43 Views Asked by At

I recently came across a paper of Rajski [Information and Control (1961) 371-377] in which he defines an information distance $$ d(X,Y) = 1 - \frac{H(X)+H(Y)-H(X,Y)}{H(X,Y)} $$ in which $H(\cdot)$ is the usual Shannon entropy $$ H(X) = \sum_{i=0}^{N} x_{i} \log_{2}{(1\big/x_{i})} $$ of a discrete probability distribution $X = \{x_{1},x_{2},\ldots,x_{N}\}$ (which can be a multiset) and $H(\cdot,\cdot)$ is the joint entropy $$ H(X,Y) = \sum_{i=0}^{N_{X}}\sum_{j=0}^{N_{Y}}x_{i}y_{j} \log_{2}{\frac{1}{x_{i}y_{j}}} .$$ Rajski proves that his distance defines a metric space of discrete probability distributions.

Now, I have tried to check the distance properties by taking a very simple discrete probability distribution $X = \{0.6,0.4\}$ and start with the most simple criterion for a distance, namely that $d(X,X) = 0$. And I fail to get zero! Instead my result is equal to one. What am I doing wrong? Where is the error in my thinking or calculation?

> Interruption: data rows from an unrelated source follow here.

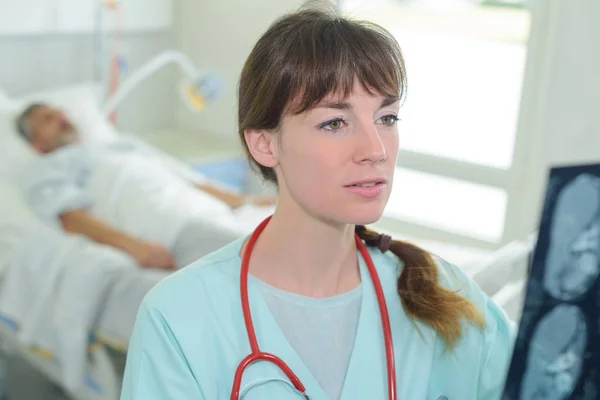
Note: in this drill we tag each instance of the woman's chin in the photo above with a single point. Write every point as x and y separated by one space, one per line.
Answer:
364 215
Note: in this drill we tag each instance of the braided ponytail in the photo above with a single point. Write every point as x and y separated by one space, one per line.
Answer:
423 298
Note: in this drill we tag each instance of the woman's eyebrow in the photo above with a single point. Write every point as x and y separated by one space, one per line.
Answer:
343 105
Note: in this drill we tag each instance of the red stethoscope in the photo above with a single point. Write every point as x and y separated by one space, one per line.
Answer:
257 355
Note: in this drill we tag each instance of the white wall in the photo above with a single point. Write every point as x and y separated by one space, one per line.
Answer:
560 122
219 35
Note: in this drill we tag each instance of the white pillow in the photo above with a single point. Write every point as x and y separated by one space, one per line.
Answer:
80 102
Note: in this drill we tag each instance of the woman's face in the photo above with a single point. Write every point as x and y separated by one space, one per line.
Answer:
337 160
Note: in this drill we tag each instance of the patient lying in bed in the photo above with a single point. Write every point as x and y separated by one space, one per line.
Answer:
156 234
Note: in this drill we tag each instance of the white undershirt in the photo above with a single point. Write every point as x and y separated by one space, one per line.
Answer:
321 331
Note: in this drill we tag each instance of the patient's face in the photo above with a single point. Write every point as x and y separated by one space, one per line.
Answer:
51 129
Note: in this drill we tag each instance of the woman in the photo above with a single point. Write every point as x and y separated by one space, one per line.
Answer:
318 103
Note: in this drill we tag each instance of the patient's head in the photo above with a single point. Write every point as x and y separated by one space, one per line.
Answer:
46 128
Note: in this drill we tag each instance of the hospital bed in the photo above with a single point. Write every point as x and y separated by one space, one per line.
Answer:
20 230
501 275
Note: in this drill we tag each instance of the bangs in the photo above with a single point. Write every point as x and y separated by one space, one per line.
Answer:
329 58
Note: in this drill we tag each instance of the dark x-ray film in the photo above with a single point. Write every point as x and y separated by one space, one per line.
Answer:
557 352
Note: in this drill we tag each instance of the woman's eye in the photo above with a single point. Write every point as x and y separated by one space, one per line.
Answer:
333 125
389 120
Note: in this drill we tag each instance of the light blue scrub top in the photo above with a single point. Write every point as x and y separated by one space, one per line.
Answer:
190 336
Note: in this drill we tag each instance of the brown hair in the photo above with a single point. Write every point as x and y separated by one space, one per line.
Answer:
307 55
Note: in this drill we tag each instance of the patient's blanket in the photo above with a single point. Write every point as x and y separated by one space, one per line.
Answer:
56 290
122 183
139 195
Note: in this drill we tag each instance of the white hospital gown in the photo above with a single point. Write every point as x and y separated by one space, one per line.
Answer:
57 182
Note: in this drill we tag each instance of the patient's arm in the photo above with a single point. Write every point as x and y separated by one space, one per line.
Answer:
232 199
145 253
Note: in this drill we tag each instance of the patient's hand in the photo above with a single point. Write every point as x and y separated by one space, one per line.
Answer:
152 255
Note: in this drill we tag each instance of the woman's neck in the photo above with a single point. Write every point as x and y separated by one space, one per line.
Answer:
304 255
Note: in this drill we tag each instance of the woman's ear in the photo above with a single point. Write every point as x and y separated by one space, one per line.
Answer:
262 145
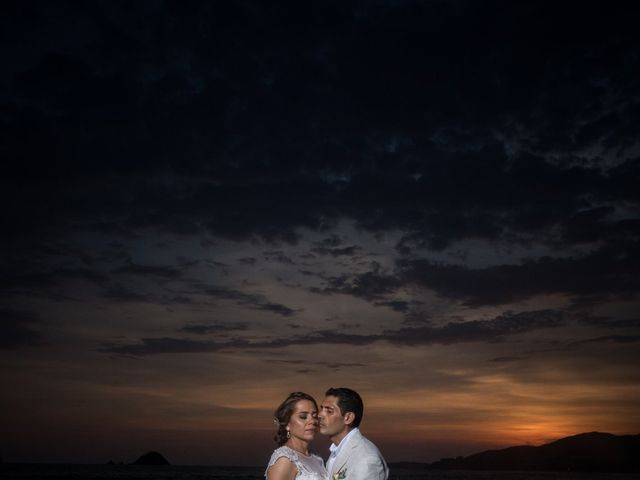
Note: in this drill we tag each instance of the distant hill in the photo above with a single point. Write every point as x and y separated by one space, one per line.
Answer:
586 452
151 458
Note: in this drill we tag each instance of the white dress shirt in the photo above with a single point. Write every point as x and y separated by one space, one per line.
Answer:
335 449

Rajski mentions that $d(X,X)=0$ "is equivalent to stating that a matrix of joint probabilities is quasi-diagonal". That means that "such a matrix contains no more than one nonzero element in each row and in each column". I understand that in such a case the formula would indeed give the expected result. But how is such a matrix possible in the first place? A product can only be zero if one of its factors is zero, but any random discrete probability distribution must not necessarily contain zero entries, and in any way they should not matter for the entropy calculation, right? So how can the distance $d(X,X)=0$ for any discrete probability distribution $X$ if no other conditions are given?